C. Tugas dan Fungsi Jajaran Birokrasi
Konsekwensi logis dari perubahan penyelenggaraan pendidikan, yaitu dari pola manajemen lama (sentralistik) menuju ke pola manajemen baru (desentalistik), maka tugas dan fungsi jajaran birokrasi juga harus diubah.
Dari uraian konsep MPMBS disebutkan bahwa pola manjemen baru lebih menekankan pada pemandirian dan pemberdayaan sekolah.
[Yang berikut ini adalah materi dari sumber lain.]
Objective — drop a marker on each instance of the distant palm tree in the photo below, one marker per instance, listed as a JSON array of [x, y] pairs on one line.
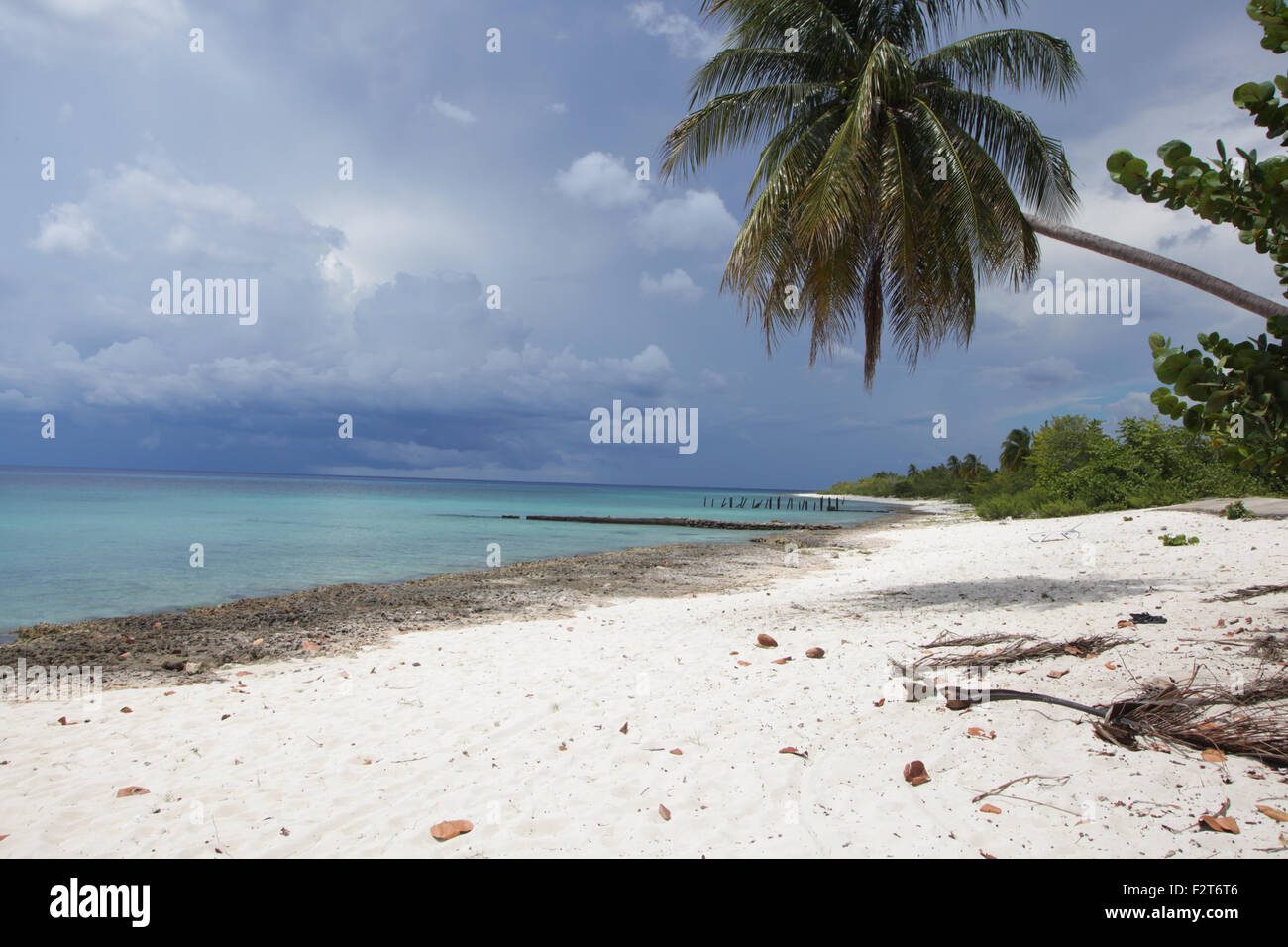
[[885, 182], [1016, 449]]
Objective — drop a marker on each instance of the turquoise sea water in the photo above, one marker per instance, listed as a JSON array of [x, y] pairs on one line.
[[93, 544]]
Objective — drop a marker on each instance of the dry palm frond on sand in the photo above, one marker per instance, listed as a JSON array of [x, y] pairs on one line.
[[1087, 646], [1243, 594], [944, 641], [1206, 718]]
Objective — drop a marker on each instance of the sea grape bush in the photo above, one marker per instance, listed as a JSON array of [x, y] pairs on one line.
[[1237, 392], [1074, 467]]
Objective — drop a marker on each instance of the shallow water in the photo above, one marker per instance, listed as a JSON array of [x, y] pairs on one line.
[[80, 544]]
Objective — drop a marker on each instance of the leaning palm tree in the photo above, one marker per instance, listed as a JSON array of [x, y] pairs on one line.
[[890, 180], [1016, 449]]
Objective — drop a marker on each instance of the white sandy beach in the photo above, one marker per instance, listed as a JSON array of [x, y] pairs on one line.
[[516, 725]]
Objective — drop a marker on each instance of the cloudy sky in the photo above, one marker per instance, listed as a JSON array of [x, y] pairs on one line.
[[513, 169]]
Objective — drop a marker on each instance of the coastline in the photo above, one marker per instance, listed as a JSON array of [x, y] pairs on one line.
[[562, 735], [340, 618]]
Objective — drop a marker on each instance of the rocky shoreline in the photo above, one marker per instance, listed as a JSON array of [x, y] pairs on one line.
[[167, 648]]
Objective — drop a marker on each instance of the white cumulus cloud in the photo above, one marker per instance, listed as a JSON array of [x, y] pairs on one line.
[[698, 221], [677, 283], [684, 37], [600, 179]]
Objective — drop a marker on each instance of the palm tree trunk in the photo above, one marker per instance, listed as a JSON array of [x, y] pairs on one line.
[[1162, 265]]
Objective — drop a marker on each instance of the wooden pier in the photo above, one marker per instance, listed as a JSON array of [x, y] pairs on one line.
[[822, 504], [687, 521]]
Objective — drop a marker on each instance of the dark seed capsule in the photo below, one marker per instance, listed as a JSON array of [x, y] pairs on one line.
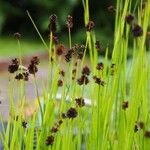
[[32, 69], [100, 66], [54, 129], [60, 50], [90, 26], [72, 113], [24, 124], [80, 102], [50, 140], [111, 8], [17, 35], [129, 19], [60, 83], [86, 71], [83, 80], [52, 24], [147, 134], [69, 22], [19, 76], [137, 31], [35, 60], [125, 105]]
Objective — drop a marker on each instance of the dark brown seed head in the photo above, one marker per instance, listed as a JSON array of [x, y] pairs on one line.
[[135, 128], [60, 50], [60, 122], [125, 105], [83, 80], [86, 71], [62, 73], [26, 76], [19, 76], [90, 26], [63, 115], [35, 60], [97, 80], [100, 66], [14, 66], [72, 113], [24, 124], [52, 24], [112, 66], [69, 22], [60, 83], [137, 31], [74, 71], [32, 69], [55, 40], [129, 19], [17, 35], [147, 134], [50, 140], [80, 102], [138, 125], [54, 129], [98, 45], [111, 8]]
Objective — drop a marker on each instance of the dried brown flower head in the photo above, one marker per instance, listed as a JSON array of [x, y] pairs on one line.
[[129, 19], [17, 35], [52, 23], [60, 83], [147, 134], [80, 102], [69, 21], [72, 113], [125, 105], [50, 140], [90, 26], [100, 66], [83, 80], [14, 66], [24, 124], [111, 8], [60, 50], [86, 71], [137, 31]]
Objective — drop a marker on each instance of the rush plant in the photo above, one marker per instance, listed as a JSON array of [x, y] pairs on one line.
[[99, 105]]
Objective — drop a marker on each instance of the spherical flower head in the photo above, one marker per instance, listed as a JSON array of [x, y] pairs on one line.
[[35, 60], [90, 26], [50, 140], [86, 71], [100, 66], [72, 113], [129, 19], [147, 134], [83, 80], [52, 23], [137, 31], [19, 76], [17, 35], [69, 21], [14, 66], [32, 69], [60, 49], [80, 102], [125, 105], [60, 83]]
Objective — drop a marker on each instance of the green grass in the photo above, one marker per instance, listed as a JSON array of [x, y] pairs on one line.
[[105, 124], [9, 47]]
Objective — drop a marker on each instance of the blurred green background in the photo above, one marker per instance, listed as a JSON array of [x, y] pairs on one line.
[[13, 18]]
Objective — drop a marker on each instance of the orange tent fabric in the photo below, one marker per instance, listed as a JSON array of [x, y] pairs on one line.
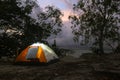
[[39, 53]]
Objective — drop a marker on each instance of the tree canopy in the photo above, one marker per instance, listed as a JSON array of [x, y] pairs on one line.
[[97, 21], [19, 29]]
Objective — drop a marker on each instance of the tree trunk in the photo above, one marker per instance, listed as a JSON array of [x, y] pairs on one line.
[[101, 49]]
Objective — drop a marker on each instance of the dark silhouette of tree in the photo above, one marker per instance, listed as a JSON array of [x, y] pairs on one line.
[[96, 21], [20, 29]]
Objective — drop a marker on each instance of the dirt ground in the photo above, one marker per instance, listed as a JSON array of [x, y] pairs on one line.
[[87, 67]]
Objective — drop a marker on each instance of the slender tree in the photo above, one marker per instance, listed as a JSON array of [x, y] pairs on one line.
[[20, 28], [96, 21]]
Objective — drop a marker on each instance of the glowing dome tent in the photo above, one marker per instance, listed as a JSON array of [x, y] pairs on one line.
[[37, 52]]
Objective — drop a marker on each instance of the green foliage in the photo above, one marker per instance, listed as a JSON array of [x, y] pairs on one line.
[[99, 21]]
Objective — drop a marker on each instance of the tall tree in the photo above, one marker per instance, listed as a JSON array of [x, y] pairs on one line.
[[99, 21], [21, 29]]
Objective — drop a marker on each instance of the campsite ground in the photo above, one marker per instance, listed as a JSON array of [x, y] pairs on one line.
[[87, 67]]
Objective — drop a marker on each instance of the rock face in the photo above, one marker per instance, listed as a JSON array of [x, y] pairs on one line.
[[87, 67]]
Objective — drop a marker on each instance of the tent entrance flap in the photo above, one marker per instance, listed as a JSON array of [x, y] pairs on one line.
[[32, 52]]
Ini memiliki arti bahwa sekolah merupakan unit utama kegiatan pendidikan sedang birokrasi dan unsur-unsur lainnya merupakan unit pelayanan pendukung .
Karena pola pikir manajemen lama yang lebih menekankan pada subordinasi, pengarahan, pengaturan, pengontrolan, dan one-man-show dalam pengambilan keputusan, sudah harus ditinggalkan dan diganti dengan pola pikir manajemen baru yang lebih menekankan pada pemberian otonomi, pemberian fasilitas, penumbuhan motivasi-diri sekolah, pemberian bantuan, dan pengembilan keputusan partisipatif.
Sambil menunggu tugas dan fungsi jajaran birokrasi Depdiknas yang definitif secara yuridiksi dalam kerangka Undang-undang Republik Indonesia Nomor 22 Tahun 1999 tentang Pemerintah Daerah, berikut disampaikan tugas dan fungsi tentatif masing-masing jajaran birokrasi Depdiknas dalam penyelenggaraan MPMBS.
1. Direktorat SLTP
Secara umum, Direktorat SLTP/Dikmenum mempunyai tugas dan fungsi menentukan kebijakan dan strategi pada tataran formulasi/penetapan kebijakan, implementasi kebijakan, dan evaluasi kebijakan pada tingkat nasional, yaitu :
Pada tataran formulasi dan penetapan kebijakan, Depdiknas Pusat melalui Direktorat SLTP/Dikmenum mempunyai tugas dan fungsi memformulasi/menetapkan kebijakan dan strategi pengelolaan MPMBS melalui penyusunan dan penerbitan buku “Konsep dan Pelaksanaan MPMBS” beserta sejumlah buku “Pedoman Rintisan MPMBS”.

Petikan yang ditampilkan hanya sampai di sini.